Large Language Models (LLMs) are characterized by their inherent memory inefficiency and compute-intensive nature, making them impractical to run on low-resource devices and hindering their applicability in edge AI contexts. To address this issue, Knowledge Distillation approaches have been adopted to transfer knowledge from a complex model, referred to as the teacher, to a more compact, computationally efficient one, known as the student. The aim is to retain the performance of the original model while substantially reducing computational requirements. However, traditional knowledge distillation methods may struggle to effectively transfer crucial explainable knowledge from an LLM teacher to the student, potentially leading to explanation inconsistencies and decreased performance. This paper presents DiXtill, a method based on a novel approach to distilling knowledge from LLMs into lightweight neural architectures. The main idea is to leverage local explanations provided by an eXplainable Artificial Intelligence (XAI) method to guide the cross-architecture distillation of a teacher LLM into a self-explainable student, specifically a bi-directional LSTM network.Experimental results show that our XAI-driven distillation method allows the teacher explanations to be effectively transferred to the student, resulting in better agreement compared to classical distillation methods,thus enhancing the student interpretability. Furthermore, it enables the student to achieve comparable performance to the teacher LLM while also delivering a significantly higher compression ratio and speedup compared to other techniques such as post-training quantization and pruning, which paves the way for more efficient and sustainable edge AI applications

Abstract Image

查看原文本刊更多论文

对大型语言模型进行 Xai 驱动的知识提炼，以便在低资源设备上高效部署

大型语言模型（LLM）的固有特点是内存效率低和计算密集型，这使其无法在低资源设备上运行，并阻碍了其在边缘人工智能环境中的应用。为了解决这个问题，人们采用了知识蒸馏方法，将知识从复杂的模型（称为教师）转移到更紧凑、计算效率更高的模型（称为学生）。这样做的目的是保留原始模型的性能，同时大幅降低计算要求。然而，传统的知识提炼方法可能难以有效地将关键的可解释知识从 LLM 教师转移到学生，从而可能导致解释不一致和性能下降。本文介绍的 DiXtill 是一种基于新方法的方法，可将 LLM 中的知识提炼到轻量级神经架构中。实验结果表明，我们的 XAI 驱动的提炼方法能将教师的解释有效地传递给学生，与传统的提炼方法相比，能产生更好的一致性，从而提高学生的可解释性。此外，与其他技术（如训练后量化和剪枝）相比，它还能使学生获得与教师 LLM 相当的性能，同时提供更高的压缩率和速度，从而为更高效、更可持续的边缘人工智能应用铺平道路。

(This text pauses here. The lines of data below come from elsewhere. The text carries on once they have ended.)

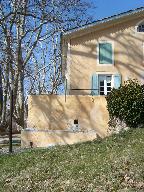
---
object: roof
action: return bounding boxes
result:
[63,7,144,36]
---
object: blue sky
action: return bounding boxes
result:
[91,0,144,20]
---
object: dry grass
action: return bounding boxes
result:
[0,129,144,192]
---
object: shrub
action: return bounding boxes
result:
[106,80,144,127]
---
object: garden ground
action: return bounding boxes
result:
[0,129,144,192]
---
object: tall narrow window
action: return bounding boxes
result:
[99,75,112,95]
[98,42,113,64]
[137,21,144,33]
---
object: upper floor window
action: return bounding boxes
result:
[136,21,144,33]
[91,73,121,95]
[98,42,114,64]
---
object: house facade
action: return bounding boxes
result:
[62,8,144,95]
[21,7,144,147]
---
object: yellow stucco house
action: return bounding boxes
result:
[22,7,144,147]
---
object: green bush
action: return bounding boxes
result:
[106,80,144,127]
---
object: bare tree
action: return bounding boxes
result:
[0,0,94,128]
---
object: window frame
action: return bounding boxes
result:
[97,40,114,66]
[98,73,114,96]
[135,19,144,35]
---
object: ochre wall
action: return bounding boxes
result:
[67,16,144,95]
[27,95,109,136]
[21,95,109,147]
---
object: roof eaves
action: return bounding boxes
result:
[63,7,144,36]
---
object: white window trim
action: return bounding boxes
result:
[135,19,144,35]
[97,40,114,66]
[142,42,144,63]
[98,73,115,96]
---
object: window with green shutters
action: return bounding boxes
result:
[98,42,113,64]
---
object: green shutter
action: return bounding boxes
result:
[99,43,113,64]
[114,74,121,89]
[91,74,98,95]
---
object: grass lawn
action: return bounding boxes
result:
[0,129,144,192]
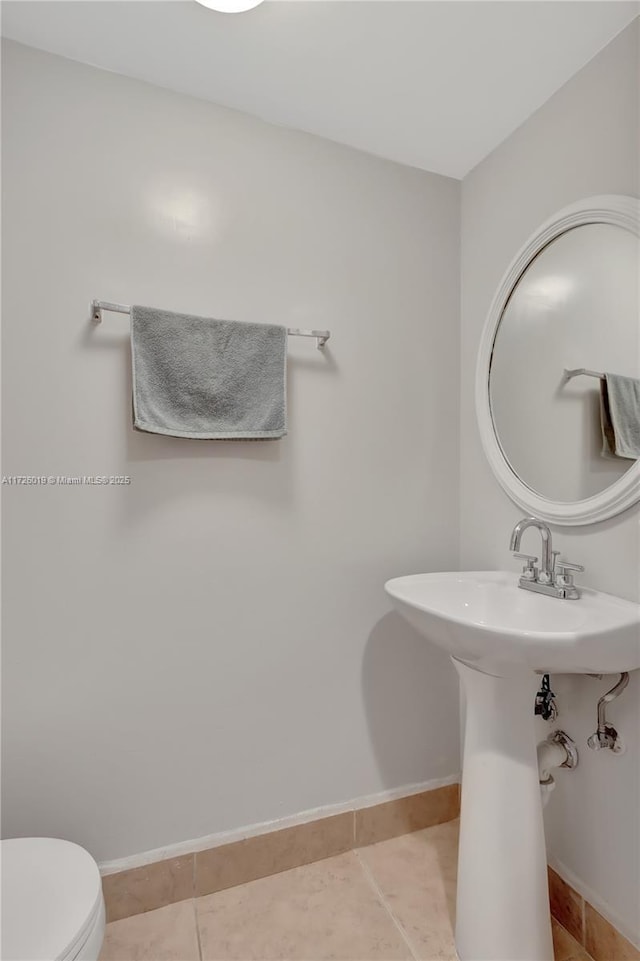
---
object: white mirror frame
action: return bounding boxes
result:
[476,194,640,525]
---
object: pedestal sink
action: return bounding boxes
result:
[385,571,640,961]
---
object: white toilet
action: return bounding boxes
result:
[0,838,105,961]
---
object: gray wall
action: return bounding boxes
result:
[3,42,459,859]
[461,21,640,940]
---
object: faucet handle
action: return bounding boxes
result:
[555,560,584,597]
[556,560,584,574]
[513,551,538,581]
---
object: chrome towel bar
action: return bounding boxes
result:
[91,300,331,350]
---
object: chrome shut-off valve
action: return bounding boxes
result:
[587,671,629,754]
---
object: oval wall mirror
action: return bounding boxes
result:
[476,195,640,524]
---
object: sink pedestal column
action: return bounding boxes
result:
[452,658,553,961]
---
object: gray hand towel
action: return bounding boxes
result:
[600,374,640,460]
[131,306,287,440]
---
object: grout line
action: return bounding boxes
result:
[353,848,420,961]
[191,898,202,961]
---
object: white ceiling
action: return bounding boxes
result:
[2,0,640,177]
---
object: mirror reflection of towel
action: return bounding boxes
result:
[600,374,640,460]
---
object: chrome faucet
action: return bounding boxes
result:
[509,517,584,600]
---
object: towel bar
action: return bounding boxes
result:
[562,367,604,383]
[91,300,331,350]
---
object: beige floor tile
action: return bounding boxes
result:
[100,901,199,961]
[585,904,640,961]
[551,918,586,961]
[358,821,458,961]
[196,852,411,961]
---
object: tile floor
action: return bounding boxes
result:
[100,821,589,961]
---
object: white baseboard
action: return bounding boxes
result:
[99,774,460,876]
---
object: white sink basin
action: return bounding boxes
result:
[385,571,640,961]
[385,571,640,674]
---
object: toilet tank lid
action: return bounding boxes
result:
[0,838,102,961]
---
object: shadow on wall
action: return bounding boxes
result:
[362,611,460,788]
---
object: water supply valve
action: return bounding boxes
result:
[533,674,558,721]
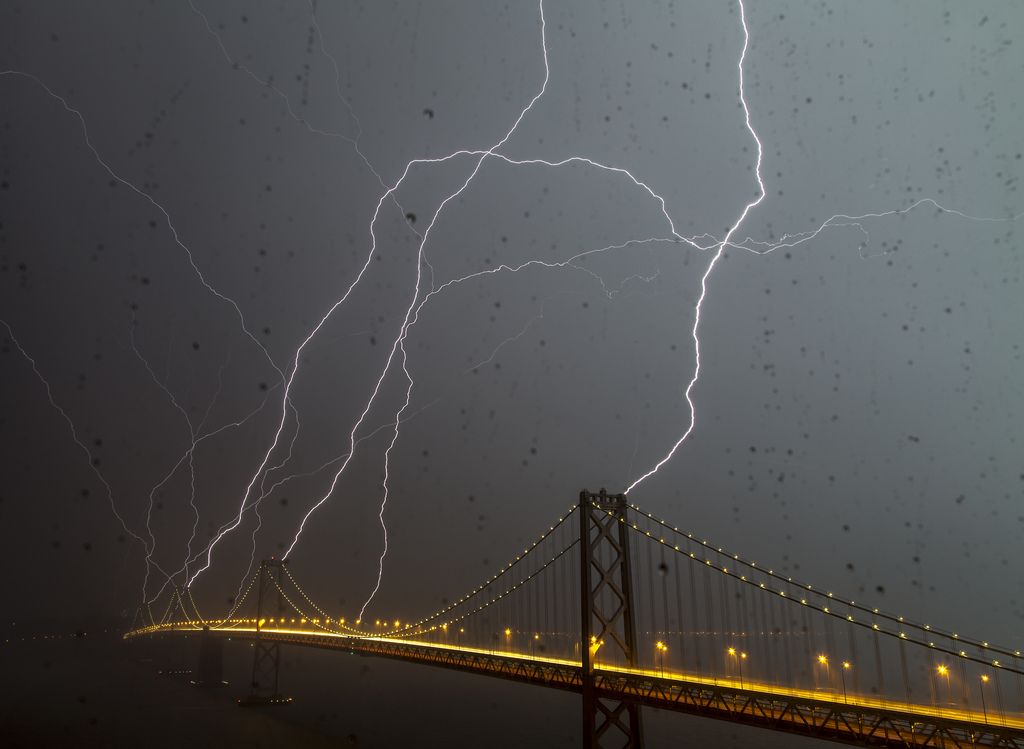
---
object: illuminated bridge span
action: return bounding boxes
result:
[125,490,1024,749]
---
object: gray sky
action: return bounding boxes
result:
[0,0,1024,663]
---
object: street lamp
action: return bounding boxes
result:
[978,674,988,725]
[654,640,669,678]
[726,648,746,689]
[935,664,953,703]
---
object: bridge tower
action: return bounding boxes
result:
[239,558,292,705]
[580,489,643,749]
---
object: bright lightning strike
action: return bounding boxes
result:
[626,0,765,494]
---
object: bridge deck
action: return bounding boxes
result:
[125,622,1024,749]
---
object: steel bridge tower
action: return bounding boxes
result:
[580,489,643,749]
[239,558,292,705]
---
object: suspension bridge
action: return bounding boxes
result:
[125,490,1024,749]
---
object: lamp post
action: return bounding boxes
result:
[818,653,831,690]
[726,648,746,689]
[978,673,988,725]
[654,640,669,678]
[935,664,953,703]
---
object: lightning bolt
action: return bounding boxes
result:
[626,0,765,494]
[6,0,1024,619]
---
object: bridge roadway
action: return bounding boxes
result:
[124,619,1024,749]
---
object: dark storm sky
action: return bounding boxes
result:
[0,0,1024,655]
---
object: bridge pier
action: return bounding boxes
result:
[580,489,643,749]
[239,558,292,707]
[191,627,227,686]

本文章由计算机程序翻译，如有差异，请以英文原文为准。

求助全文

约1分钟内获得全文求助全文

来源期刊

Journal of Big Data Computer Science-Information Systems

CiteScore

17.80

自引率

3.70%

发文量

105

审稿时长

13 weeks

期刊介绍： The Journal of Big Data publishes high-quality, scholarly research papers, methodologies, and case studies covering a broad spectrum of topics, from big data analytics to data-intensive computing and all applications of big data research. It addresses challenges facing big data today and in the future, including data capture and storage, search, sharing, analytics, technologies, visualization, architectures, data mining, machine learning, cloud computing, distributed systems, and scalable storage. The journal serves as a seminal source of innovative material for academic researchers and practitioners alike.